Peer-reviewed data published in Hepatology Communications positions Monopar Therapeutics to advance ALXN1840 (tiomolibdate choline) with a clinical evidence base that directly challenges the adequacy of long-established Wilson disease standard of care, a signal regulatory and clinical development teams at rare-disease manufacturers should read carefully against their own pipeline timelines.
The open-label, single-arm Phase 2 ALXN1840-WD-204 study (NCT04573309) enrolled nine patients across two centres in the United Kingdom and New Zealand. Participants were admitted to a clinical research unit, placed on a copper-controlled diet, and monitored through a pre-treatment baseline period before daily ALXN1840 dosing commenced. The controlled-intake design allowed precise measurement of fecal copper excretion as the primary driver of copper balance change, a methodological point Monopar had previously flagged in a Journal of Hepatology letter addressing baseline-comparison standards in Wilson disease trials.
Key efficacy findings from the publication include a cumulative mean decrease in copper balance of -6.08 mg over 21 days (95% CI: -10.18 mg to -1.98 mg), a mean daily copper balance change of -0.37 mg (p=0.005) during the 15 mg/day treatment period, and approximately a 50% increase in the daily fecal copper output-to-intake ratio versus baseline (p=0.041).

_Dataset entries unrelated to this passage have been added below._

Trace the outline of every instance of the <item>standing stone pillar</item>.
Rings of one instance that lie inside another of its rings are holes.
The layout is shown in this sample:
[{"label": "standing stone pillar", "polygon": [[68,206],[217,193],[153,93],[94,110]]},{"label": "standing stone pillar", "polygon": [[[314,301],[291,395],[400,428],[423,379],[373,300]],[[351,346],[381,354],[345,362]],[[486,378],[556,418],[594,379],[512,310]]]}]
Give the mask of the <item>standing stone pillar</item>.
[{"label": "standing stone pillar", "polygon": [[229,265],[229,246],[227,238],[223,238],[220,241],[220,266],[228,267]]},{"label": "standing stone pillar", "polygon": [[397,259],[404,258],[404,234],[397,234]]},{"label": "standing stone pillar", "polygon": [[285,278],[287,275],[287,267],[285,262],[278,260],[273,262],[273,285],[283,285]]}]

Immediate increases in plasma total copper and directly measured non-ceruloplasmin-bound copper were consistent with copper mobilisation and formation of stable albumin tripartite complexes. No serious adverse events were reported.
The patient population carried a mean prior standard-of-care treatment duration of 16 years, yet still presented with mobilisable residual copper, a finding that aligns with data from the completed 48-week Phase 3 trial, where ALXN1840 demonstrated superior copper mobilisation versus standard of care in patients averaging 11 years on existing therapy. For regulatory strategy leads, that cross-study consistency strengthens the benefit-risk narrative ahead of any submission package, particularly given Wilson disease's orphan designation status and the accelerated pathway considerations that accompany it.

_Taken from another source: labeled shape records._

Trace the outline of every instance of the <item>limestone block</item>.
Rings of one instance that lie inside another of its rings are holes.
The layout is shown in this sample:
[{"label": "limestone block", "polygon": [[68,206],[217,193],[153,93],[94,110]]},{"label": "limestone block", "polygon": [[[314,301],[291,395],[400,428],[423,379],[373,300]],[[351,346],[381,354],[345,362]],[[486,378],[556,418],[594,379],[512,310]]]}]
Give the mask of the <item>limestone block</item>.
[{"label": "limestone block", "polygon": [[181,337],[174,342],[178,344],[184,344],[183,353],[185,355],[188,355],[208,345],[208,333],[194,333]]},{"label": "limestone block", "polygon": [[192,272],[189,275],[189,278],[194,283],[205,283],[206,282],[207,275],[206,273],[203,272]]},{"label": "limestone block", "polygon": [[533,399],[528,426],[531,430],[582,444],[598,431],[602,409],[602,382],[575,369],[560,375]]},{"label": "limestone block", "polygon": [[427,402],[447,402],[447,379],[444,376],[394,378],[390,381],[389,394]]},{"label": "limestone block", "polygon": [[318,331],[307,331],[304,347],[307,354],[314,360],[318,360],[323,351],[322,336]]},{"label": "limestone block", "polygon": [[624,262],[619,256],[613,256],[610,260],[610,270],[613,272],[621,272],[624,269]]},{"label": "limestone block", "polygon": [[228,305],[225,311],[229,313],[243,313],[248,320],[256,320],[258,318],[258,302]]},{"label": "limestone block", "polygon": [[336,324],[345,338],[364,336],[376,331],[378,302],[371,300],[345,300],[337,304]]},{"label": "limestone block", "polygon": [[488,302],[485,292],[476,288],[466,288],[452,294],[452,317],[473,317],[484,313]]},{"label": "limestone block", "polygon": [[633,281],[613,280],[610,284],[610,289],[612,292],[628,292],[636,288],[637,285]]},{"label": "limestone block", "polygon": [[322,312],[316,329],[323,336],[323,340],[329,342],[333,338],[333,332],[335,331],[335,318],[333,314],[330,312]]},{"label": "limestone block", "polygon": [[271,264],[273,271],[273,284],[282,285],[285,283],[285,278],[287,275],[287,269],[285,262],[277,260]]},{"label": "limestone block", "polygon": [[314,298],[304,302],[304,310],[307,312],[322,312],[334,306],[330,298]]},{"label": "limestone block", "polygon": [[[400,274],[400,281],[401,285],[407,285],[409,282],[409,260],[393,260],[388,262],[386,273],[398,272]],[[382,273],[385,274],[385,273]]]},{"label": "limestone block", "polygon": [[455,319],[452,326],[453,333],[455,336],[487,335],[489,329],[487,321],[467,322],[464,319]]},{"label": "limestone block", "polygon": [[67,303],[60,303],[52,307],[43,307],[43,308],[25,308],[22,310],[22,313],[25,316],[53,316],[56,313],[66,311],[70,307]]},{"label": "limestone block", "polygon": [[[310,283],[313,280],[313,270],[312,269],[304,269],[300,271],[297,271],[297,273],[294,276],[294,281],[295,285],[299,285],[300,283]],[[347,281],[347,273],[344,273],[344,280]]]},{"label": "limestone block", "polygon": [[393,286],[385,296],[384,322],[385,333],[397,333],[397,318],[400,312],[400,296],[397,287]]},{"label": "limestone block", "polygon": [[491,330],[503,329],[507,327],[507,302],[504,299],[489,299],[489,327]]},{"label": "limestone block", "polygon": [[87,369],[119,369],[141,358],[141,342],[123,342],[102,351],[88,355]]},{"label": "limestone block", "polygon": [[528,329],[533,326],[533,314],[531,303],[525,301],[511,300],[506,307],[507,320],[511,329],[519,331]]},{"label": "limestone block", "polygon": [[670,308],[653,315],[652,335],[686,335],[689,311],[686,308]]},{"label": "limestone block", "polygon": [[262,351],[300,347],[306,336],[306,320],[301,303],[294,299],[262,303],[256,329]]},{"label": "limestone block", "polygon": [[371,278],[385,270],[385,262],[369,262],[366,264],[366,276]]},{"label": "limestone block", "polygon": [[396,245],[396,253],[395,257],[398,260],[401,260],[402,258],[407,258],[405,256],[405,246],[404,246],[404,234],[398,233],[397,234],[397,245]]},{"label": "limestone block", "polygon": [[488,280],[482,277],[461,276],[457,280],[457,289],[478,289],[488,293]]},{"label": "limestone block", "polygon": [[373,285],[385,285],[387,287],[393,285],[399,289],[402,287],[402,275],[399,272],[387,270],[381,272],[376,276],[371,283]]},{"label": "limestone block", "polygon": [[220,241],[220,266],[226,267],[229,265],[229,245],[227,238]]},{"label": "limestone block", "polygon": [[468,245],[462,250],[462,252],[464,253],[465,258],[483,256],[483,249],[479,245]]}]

Manufacturing and CMC teams supporting rare-disease programmes should note that the fecal-excretion mechanism and albumin tripartite complex formation introduce specific analytical characterisation requirements that will need to be addressed within process validation and release-testing frameworks aligned with ICH Q10 quality system expectations.
The Phase 3 dataset, now reinforced by this Phase 2 publication, will form the evidentiary core of Monopar's regulatory submission package, making the completeness and traceability of that clinical manufacturing record a near-term operational checkpoint.